Saturday, June 27, 2009

The Auckland “Chinese Markets” controversy, 1930

As New Zealand as a whole experienced the Great Depression, a proposal was announced which inflamed opinion as to race in Auckland for several weeks in late 1930.

The Auckland Harbour Board advertised some of its land for tender (50 year lease) on Customs Street West. The successful tenderer, the NZ Herald announced on 3 October, was a company fronted by a Chinese promoter (later named as Wong Du, or Wong Doo), aiming to set up a “Chinese Market.” At the time, it was reported that about half of all the produce sold through the Auckland City Markets (which was directly opposite the site, and dominated by Turners & Growers, the firm of auctioneers ) came from Chinese growers.

Within days, the letters columns in the newspapers were bombarded with letters decrying such “Chinese competition”.

“Chinese virtually control the fruit and vegetable retail trade as it is; a Chinese market, pure and simple, will tend to stabilise that position … They are industrious and thrifty, but the bulk of their earnings go to China – an economic loss to this country – and English-speaking nations know that the Asiatic adds little or nothing to the moral and material wealth of the State.”
(H. Keary letter, NZ Herald 9 October)

The letters, at least in the Herald, came to be headed “The Asiatic Problem.” Letting a Chinese Market be established in Auckland was the start of a boom in numbers of Chinese in New Zealand, the letter writers said. One or two made the point that Chinese frugality and long work hours meant that their businesses succeeded where those of whites did not, and even the drapery trade was being “taken over.” But getting rid of all the Chinese, it was said, would surely bring the rest of the country back to full employment.
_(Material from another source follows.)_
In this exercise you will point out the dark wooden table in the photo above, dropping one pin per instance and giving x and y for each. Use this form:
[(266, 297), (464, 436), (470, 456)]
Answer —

The Herald published a long article on the Chinese community in Auckland (13 October):
“If the proposal by a number of Chinese merchants to establish a Chinese market in Auckland for the sale of their produce is brought into effect, the number of points at which the average Chinese comes in contact with the European will be increased. The Chinese colony is already self-contained to a marked extent, and many of the rank and file of the Chinese have no dealings with Europeans at all.”
The White New Zealand League, established in 1926, stepped into the fray, lobbying against the proposal to the Auckland Harbour Board, Auckland City Council, and borough councils in Devonport, Takapuna and Mt Albert, to name just three. This organisation had its roots in Pukekohe in 1925, formed to protest against Indians and Chinese leasing and buying land there. They called for immigration restrictions, especially as the depression began to bite hard, and were backed by the Returned Soldiers' Associations. The League also promoted "purity of race", accusing Asiatic market gardeners of enticing Maori women into their employment and exploiting them economically and sexually.

The protests against the Chinese market were echoed by the Returned Soldiers’ Association and the Akarana Maori Association, (NZ Herald 15 October) and the brand new NZ Fruit and Produce Auctioneers and Importers Federation called for “compulsory registration of Asiatics in New Zealand as a means of preventing them from trading under assumed names.” (NZ Herald, 22 October)

In the face of protests from municipal authorities (one exception being Auckland City Council, who felt they had no right to comment on the use of land belonging to the Harbour Board), lobbyists, and even the Auckland Chamber of Commerce, the Auckland Harbour Board refused to cancel the lease agreement. The chairman, M H Wynyard, said: “The board had a number of Chinese merchants and shopkeepers among its tenants and it would be in a peculiar position if it always had to ascertain whether its lease would be approved by other tenants and the general public.” (NZ Herald, 15 October)

The lease was confirmed at a meeting of the Harbour Board on 11 November 1930 – and now some of the reality behind the proposal began to emerge. The board’s solicitors advised the board that the lease was in the name of Produce Markets Limited, and supplied a list of the names of the shareholders. It was likely revealed at this time exactly who was really behind Produce Markets, which started trading at Customs Street West from mid 1931.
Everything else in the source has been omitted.